Member of Parliament for Wentworth
- In office 1911–1935
- Preceded by: William Oscar Sealey
- Succeeded by: Frank Lennard

Ontario MPP
- In office 1908–1911
- Preceded by: Robert Thompson
- Succeeded by: James McQueen
- Constituency: Wentworth North

Personal details
- Born: 25 February 1872 Dundas, Ontario
- Died: 4 May 1937 (aged 65) Dundas, Ontario
- Party: Conservative Unionist
- Profession: Merchant

= Gordon Crooks Wilson =

Canadian politician

Gordon Crooks Wilson (25 February 1872 – 4 May 1937) was a Conservative and Unionist Party member of the House of Commons of Canada. He was born in Dundas, Ontario and became an agent and merchant.

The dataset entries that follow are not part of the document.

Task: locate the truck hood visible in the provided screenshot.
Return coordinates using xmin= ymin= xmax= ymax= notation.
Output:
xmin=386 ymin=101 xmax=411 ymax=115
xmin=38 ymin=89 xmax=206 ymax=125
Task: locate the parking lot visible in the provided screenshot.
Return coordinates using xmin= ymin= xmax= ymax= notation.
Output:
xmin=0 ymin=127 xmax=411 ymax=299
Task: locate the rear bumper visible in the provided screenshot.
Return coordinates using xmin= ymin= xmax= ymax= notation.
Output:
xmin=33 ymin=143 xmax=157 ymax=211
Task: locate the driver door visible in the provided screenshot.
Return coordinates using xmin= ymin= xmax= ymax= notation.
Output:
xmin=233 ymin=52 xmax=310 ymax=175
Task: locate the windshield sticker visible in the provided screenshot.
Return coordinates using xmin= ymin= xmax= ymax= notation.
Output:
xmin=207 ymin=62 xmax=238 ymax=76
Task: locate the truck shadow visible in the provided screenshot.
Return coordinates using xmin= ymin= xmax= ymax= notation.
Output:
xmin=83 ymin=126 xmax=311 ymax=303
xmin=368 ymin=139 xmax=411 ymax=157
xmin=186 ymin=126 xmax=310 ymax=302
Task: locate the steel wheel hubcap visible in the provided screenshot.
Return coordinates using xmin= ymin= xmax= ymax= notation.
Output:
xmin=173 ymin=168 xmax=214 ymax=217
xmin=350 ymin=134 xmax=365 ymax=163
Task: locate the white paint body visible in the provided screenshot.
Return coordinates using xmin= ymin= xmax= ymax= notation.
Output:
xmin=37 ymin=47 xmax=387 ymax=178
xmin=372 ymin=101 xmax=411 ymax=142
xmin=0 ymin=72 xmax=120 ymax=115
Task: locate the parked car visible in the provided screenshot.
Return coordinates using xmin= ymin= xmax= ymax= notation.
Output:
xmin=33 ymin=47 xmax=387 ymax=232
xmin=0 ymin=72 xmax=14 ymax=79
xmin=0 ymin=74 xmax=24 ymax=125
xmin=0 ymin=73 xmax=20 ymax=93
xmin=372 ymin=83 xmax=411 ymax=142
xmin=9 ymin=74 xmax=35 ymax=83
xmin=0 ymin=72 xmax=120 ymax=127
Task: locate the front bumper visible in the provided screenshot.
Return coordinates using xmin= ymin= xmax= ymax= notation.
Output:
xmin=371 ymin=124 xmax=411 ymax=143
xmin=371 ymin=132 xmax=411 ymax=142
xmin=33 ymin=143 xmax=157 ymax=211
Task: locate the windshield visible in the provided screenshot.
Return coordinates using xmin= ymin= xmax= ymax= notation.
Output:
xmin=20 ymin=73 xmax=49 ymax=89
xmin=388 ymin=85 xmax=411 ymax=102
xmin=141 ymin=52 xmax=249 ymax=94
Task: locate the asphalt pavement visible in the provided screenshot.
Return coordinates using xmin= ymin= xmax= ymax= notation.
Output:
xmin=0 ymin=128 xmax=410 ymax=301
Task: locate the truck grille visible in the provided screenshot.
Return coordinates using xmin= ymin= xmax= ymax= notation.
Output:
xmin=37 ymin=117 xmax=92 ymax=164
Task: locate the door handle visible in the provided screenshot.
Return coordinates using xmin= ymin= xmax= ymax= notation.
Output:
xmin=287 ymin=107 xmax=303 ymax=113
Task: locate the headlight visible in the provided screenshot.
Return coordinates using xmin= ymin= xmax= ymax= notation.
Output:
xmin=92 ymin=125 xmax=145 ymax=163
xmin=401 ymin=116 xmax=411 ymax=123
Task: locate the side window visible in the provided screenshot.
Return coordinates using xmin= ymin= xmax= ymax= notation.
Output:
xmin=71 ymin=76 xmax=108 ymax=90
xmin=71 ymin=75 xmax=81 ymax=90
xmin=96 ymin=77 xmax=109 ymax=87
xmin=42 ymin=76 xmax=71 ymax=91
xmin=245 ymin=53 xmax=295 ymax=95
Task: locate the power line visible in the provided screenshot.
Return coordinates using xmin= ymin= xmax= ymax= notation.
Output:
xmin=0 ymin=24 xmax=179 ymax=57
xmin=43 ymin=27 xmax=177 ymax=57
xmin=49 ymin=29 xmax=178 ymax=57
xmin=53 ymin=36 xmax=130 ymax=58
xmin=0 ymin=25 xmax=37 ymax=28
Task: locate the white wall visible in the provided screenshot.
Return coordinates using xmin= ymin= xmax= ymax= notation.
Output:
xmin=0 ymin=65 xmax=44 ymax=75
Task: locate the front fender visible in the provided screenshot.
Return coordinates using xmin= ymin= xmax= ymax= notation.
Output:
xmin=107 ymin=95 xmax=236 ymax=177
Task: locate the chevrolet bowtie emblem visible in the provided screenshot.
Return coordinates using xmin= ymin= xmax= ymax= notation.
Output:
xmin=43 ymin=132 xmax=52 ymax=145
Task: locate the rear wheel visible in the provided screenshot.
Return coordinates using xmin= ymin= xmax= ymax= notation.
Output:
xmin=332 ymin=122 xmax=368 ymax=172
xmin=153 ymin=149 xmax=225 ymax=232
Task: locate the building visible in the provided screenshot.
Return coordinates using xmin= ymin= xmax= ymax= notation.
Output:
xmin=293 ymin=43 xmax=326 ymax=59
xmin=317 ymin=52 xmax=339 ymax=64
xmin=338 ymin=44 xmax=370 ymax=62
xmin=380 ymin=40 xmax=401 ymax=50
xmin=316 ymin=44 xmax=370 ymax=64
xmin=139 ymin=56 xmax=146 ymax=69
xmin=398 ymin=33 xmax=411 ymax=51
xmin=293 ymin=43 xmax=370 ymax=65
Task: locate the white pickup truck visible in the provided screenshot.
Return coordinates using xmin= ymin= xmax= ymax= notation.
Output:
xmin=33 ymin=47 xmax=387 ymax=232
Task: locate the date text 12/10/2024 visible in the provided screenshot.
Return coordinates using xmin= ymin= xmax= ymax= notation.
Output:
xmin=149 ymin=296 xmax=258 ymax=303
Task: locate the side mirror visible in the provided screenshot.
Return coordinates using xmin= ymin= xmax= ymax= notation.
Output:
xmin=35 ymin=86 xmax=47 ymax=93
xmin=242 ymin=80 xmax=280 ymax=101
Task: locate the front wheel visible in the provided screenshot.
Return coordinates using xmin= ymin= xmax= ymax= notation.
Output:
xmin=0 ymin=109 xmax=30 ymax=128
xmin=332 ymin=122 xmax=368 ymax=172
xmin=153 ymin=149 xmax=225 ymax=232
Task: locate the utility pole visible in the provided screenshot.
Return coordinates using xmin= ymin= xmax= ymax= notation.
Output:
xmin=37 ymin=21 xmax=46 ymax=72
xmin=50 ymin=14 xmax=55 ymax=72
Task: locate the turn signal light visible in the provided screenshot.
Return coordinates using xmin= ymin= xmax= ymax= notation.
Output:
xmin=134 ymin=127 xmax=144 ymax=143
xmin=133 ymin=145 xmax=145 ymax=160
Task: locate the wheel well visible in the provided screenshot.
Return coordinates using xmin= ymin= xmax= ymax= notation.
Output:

He was the son of John Wilson, was educated in Dundas and entered business there as a hardware merchant. Wilson served as councillor for Dundas, Ontario at one time. He first sought a seat in the Legislative Assembly of Ontario in 1905 but was unsuccessful. He won a provincial seat at Wentworth North in 1908. He quit his provincial seat in 1911 to campaign for federal Parliament.

He was first elected to Parliament at the Wentworth riding in the 1911 general election, then re-elected in 1917, 1921, 1925, 1926 and 1930 federal election. From March 1918 until October 1921, Wilson served under the Unionist Party banner.